Hoyle, who is a Knowledge Transfer Fellow within the Department of Chemistry and a member of the Durham Centre for Soft Matter, secured a coveted first prize award which recognises the originality and quality of his thesis. Hoyle’s award winning thesis focuses on different types of polymers and how they flow and stretch at different velocities and temperatures.
Hoyle said: "The study of rheology or soft matter, as it is often referred, is a vital area for delivering costs savings and improving efficiency in industry. I am therefore absolutely delighted to be recognised in this important area with a national award decided upon by the Council of the British Society of Rheology.
"My thesis focuses on how different polymers flow and react at a molecular level which can add real commercial and environmental benefit to manufacturing processes including plastic injection moulding and fibre spinning and more generally to industries such as packaging and plastics."

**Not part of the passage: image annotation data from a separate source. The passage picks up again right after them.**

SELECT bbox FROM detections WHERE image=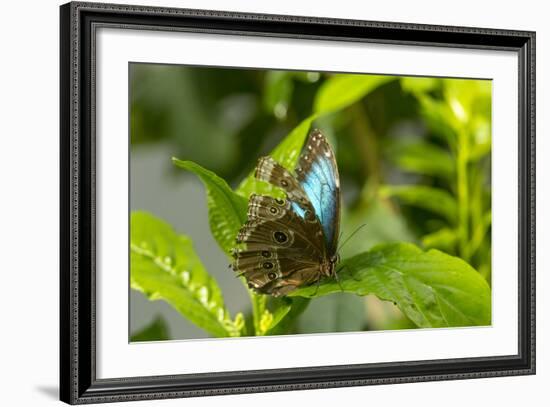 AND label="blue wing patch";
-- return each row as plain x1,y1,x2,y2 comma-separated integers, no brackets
297,131,340,251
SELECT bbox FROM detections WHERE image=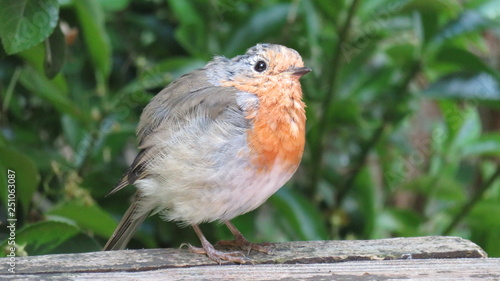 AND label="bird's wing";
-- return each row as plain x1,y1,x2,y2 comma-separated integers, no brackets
109,69,258,194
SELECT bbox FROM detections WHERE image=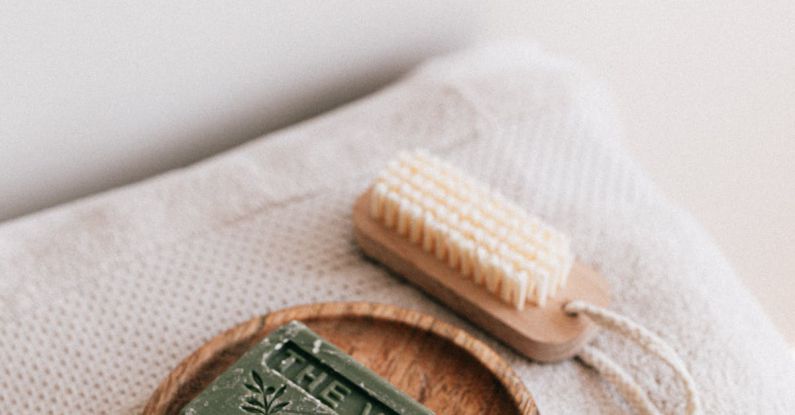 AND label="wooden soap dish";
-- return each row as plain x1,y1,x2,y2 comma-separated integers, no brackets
353,191,609,362
143,303,538,415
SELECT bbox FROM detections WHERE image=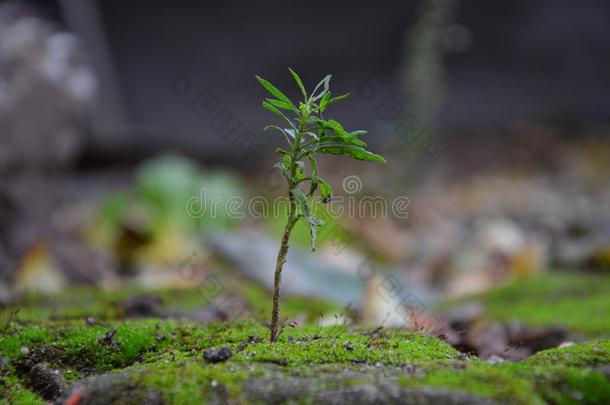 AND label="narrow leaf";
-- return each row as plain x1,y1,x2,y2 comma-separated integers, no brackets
290,187,310,217
316,144,386,163
263,101,294,127
267,98,294,111
328,93,349,104
256,76,294,108
309,156,319,195
320,136,366,147
288,68,307,100
311,75,332,101
318,91,330,113
318,179,333,204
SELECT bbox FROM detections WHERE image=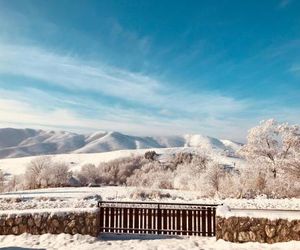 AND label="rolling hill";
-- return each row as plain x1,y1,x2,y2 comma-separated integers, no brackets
0,128,241,159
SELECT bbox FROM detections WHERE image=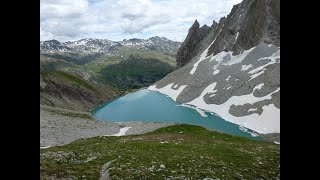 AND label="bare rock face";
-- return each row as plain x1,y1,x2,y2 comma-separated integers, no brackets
208,0,280,55
151,0,280,134
176,20,217,68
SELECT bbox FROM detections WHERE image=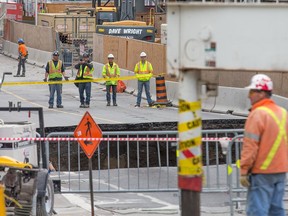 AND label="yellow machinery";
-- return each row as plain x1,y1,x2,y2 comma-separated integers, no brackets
0,120,54,216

This is the third accolade in recent times that academics in the University’s Durham Centre for Soft Matter, which brings together expertise from the Departments of Mathematics, Physics, Chemistry and Engineering, have been recognised.
Suzanne Fielding of the Department of Physics received the 2010 Arthur B. Metzner Early Career Award of the Society of Rheology and Professor Tom McLeish of the Department of Physics and Pro-Vice Chancellor of Research received the 2009 Gold Medal of the British Society of Rheology.
The Durham Centre for Soft Matter brings together internationally recognised expertise with the aim of providing a focal point for soft matter and polymer research at Durham University.
Soft matter includes liquids, colloids, polymers, foams, gels, granular materials, and a number of biological materials that are defined as matter comprising a variety of physical states that are easily deformed by thermal stresses or thermal fluctuations.